The Kingston Soundsystem Cocktail Is A Colorful Way To Use Suze

In 2017, the digital magazine Punch challenged bartenders to devise drink recipes drawing from favorite songs. Shannon Mustipher of New York's Glady's bar stepped up to the challenge by creating the Kingston Soundsystem, a cocktail inspired by one of Horace Andy's reggae tunes. Mustipher looked to the Jungle Bird, a red tiki cocktail that mixes rum, Campari, pineapple juice, and lime, for recipe guidance. 

Made up of aged pot still Jamaican rum, overproof rum, Suze, soursop or pineapple juice, and lime juice, Mustipher's Kingston Soundsystem concoction is shaken with ice and strained before being crowned with a lime and pineapple leaf garnish and served. The inclusion of Suze, an established French bitters, invites a canary hue to the glass for a flavorful, woodsy conjuring of bittersweet backyard bashes. 

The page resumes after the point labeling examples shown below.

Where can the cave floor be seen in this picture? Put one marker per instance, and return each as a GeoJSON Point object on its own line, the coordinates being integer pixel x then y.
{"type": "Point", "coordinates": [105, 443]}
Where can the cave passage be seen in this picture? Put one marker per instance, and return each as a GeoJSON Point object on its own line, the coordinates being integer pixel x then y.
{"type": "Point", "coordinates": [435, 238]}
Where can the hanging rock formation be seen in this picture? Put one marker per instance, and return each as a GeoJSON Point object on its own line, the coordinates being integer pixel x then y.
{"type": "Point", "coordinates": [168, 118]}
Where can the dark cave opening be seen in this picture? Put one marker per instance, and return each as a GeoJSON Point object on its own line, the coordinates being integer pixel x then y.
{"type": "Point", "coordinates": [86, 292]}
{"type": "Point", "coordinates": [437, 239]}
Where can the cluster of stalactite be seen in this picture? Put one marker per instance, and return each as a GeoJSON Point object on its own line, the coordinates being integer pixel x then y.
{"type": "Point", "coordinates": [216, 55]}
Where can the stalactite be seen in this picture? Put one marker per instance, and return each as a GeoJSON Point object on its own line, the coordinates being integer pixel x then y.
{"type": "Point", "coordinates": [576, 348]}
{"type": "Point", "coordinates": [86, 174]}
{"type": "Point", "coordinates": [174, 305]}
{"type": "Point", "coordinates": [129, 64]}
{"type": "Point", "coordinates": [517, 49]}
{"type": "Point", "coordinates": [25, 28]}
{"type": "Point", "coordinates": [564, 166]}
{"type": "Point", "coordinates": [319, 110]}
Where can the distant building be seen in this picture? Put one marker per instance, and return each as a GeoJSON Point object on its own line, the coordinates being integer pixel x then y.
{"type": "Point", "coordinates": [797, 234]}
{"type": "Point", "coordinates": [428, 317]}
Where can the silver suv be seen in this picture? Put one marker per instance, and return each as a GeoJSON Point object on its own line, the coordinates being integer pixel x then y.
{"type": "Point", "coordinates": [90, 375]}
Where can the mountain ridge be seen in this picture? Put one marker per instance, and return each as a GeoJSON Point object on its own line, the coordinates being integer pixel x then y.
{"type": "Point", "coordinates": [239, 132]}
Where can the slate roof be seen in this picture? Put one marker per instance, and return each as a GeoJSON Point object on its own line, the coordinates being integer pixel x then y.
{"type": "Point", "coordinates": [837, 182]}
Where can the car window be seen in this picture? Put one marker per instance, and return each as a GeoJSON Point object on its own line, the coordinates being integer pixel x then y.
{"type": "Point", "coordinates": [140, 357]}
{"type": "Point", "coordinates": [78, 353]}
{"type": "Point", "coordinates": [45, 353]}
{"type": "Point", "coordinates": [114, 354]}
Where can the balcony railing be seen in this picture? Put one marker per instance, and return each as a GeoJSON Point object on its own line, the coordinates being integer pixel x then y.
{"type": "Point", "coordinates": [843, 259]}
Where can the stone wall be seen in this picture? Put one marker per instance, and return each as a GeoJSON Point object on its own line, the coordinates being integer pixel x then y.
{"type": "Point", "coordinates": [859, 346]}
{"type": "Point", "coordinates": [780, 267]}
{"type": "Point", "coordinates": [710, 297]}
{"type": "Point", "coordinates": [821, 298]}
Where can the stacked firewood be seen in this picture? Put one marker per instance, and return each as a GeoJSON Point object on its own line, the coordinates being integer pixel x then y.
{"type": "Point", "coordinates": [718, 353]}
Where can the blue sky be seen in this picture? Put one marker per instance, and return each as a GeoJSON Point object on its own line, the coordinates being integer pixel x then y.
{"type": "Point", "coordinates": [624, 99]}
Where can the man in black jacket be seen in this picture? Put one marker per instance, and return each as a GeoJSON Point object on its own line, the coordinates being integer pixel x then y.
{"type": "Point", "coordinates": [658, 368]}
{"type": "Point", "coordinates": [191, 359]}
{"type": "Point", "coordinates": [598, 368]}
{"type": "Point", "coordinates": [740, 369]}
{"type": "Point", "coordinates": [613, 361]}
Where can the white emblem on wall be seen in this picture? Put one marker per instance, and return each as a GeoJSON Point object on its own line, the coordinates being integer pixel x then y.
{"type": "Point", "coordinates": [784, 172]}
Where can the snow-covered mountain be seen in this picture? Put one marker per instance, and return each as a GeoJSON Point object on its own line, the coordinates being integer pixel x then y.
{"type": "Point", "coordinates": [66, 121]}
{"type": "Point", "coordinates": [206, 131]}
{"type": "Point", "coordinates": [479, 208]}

Suze has a lively history of its own. When it was invented, the brightly colored aperitif was created using yellow gentian roots — not wine — and was packaged in tall, skinny bottles that were unique for the time. Advertising efforts were focused on cafes and restaurants where socialites gathered, and the brand embraced its wildcard reputation. The approach worked, and the yellow beverage won a gold medal at the Paris Universal Exhibition in 1900. The inclusion of the quirky product is fitting for a drink named after a song called "Skylarking."

A playful pour of the tropics

Skylarking, a phrase to describe horseplay, practical jokes, and trickster-like behavior, is as playful as Shannon Mustipher's cocktail creation. Mustipher's experiment may look subtle in appearance, but the sipper packs a wallop. Paired with the zesty twang of lime and the fruit-forward simplicity of soursop or pineapple, it's no wonder that the Kingston Soundsystem is a winner. 

After a taste of the rum and fruit flavors of Jamacia highlighted with the herbaceous notes of Suze, you, too, might find yourself skylarking. Speaking with Punch, Mustipher explained that aged rum offers notes of bitter cocoa and fruit that play well with those of overproof rum, like Rum Fire, making for a layered, bodacious beverage that can start an evening on a lively note and get revelers dancing. 

The fresh sipper can be modified to suit the palates of those attending the party, however. The funky inclusion of both aged pot still Jamaican rum and overproof rum can be heavy-handed if you're not careful with measurements, so if you'd like Suze to take a step forward or would prefer a lighter tropical taste, adjust the recipe proportions accordingly to allow your chosen ingredients to shine.